As the pressure to adulterate the science taught in Florida’s public school classrooms builds, it’s worth keeping in mind that this is not a religion vs. science issue. For example, the Catholic Church is fully on board with great science. Here are excerpts from an article published by the National Catholic Register in May of this year:
The Jesuit director of the Vatican Observatory, who has worked as an astronomer and planetary scientist at the Vatican for more than 20 years, told journalists Monday that faith and reason are hardly at odds.
“If you have no faith in your faith, that is when you will fear science,” Jesuit Brother Guy Consolmagno said May 8.
He spoke to journalists at a press conference ahead of a May 9-12 summit on “Black Holes, Gravitational Waves, and Space-Time Singularities” in Castel Gandolfo, at the Vatican Observatory, just outside Rome…
…“Those of us that are religious will recognize the presence of God, but you don’t have to make a theological leap to search for the truth,” Brother Consolmagno said. “There are many things we know we do not understand. We cannot be good religious people or scientists if we think that our work is done.”

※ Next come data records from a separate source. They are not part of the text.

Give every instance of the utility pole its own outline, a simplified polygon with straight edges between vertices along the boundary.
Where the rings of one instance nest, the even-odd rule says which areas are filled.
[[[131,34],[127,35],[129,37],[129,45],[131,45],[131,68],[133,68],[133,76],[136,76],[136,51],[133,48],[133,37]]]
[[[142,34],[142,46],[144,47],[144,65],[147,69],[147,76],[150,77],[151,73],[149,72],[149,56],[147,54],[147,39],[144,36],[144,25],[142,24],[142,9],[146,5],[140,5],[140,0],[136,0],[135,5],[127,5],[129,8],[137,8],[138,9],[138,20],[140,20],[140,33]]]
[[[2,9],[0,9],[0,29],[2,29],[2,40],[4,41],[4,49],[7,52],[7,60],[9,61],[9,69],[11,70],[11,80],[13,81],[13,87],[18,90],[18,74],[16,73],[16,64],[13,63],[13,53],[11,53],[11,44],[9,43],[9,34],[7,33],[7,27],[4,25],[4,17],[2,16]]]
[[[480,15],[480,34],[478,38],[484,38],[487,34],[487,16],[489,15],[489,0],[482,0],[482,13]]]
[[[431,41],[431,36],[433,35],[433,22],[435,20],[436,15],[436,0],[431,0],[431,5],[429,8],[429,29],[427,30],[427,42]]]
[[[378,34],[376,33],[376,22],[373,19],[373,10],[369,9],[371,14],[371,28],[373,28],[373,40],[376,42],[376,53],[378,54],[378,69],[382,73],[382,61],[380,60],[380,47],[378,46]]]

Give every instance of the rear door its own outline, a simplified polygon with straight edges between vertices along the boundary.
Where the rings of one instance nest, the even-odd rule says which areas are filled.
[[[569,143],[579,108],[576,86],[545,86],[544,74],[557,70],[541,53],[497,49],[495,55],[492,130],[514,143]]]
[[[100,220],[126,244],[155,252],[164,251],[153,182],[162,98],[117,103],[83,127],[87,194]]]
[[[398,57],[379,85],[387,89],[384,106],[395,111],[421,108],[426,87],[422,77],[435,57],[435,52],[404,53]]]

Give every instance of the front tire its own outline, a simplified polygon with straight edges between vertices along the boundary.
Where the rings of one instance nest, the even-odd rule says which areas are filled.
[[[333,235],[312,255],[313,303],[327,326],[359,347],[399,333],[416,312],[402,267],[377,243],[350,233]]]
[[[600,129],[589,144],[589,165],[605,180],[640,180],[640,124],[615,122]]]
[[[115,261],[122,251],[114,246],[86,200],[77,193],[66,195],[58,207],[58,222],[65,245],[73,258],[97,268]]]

The summit is also taking place in recognition of the work of Father Georges Lemaître, the Belgian physicist and mathematician who is widely credited with developing the “Big Bang” theory to explain the origin of the physical universe.
Addressing common misconceptions surrounding the Big Bang, such as the idea that it did away with the need for a Creator, Brother Consolmagno said, “The creative act of God is not something that happened 13.8 billion years ago. God is already there, before space and time exist. You can’t even say ‘before,’ because he is outside of time and space.”
The creative act is happening continuously: “If you look at God as merely the thing that started the Big Bang, then you get a nature god, like Jupiter throwing around lightning bolts.”
“That’s not the God that we as Christians believe in,” he continued. “We must believe in a God that is supernatural. We then recognize God as the one responsible for the existence of the universe, and our science tells us how he did it.”
The organizer of the conference, Jesuit Father Gabriele Gionti, said Father Lemaître always distinguished between the beginnings of the universe and its origins.
“The beginning of the universe is a scientific question, to be able to date with precision when things started. The origin of the universe, however, is a theologically charged question.”
Answering that question “has nothing at all to do with a scientific epistemology,” he added.
Brother Consolmagno explained, “God is not something we arrive at at the end of our science. It’s what we assume at the beginning. I am afraid of a God who can be proved by science, because I know my science well enough to not trust it!”